Sunday, 27 October 2013

A Murder of Crows

Convict chain gang in New South Wales

A couple of generations ago, the discovery of a convict ancestor was considered a terrifying prospect which haunted any reputable Australian citizen. Robert Hughes, in his book The Fatal Shore, likened it to an individual "perched like a crow" on what might otherwise be a 'respectable' family tree.

In more enlightened times, the idea fascinates and intrigues us and we want to know more about the circumstances in which those ancestors found themselves.

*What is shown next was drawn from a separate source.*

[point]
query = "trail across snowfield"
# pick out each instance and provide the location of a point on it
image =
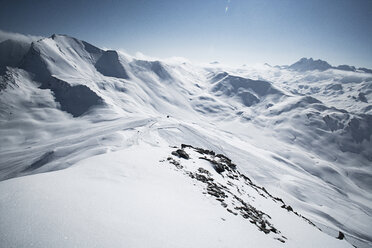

The Percival 'crow' was called Moses, a ploughman with a wife and three children, born circa 1805 in Great Tey, Essex. In 1831, he was sentenced to 14 years exile in Van Dieman's Land - modern day Tasmania - for stealing a sack of barley.

Over 165,000 convicts were transported to Australia between 1789 and 1868 when transportation ceased. Moses fell victim to the Georgian perception of criminality, that society could rid itself of the 'criminal classes' by sending them off to some distant land.

Having lost America as a destination for its exiled convicts following the American War of  Independence, Parliament was under pressure to find an alternative destination. England's gaols and hulk ships - rotting decommissioned vessels used as extensions to the country's prisons - were full to overflowing and the situation was becoming dire. Inmates even rioted in protest at the intolerable conditions.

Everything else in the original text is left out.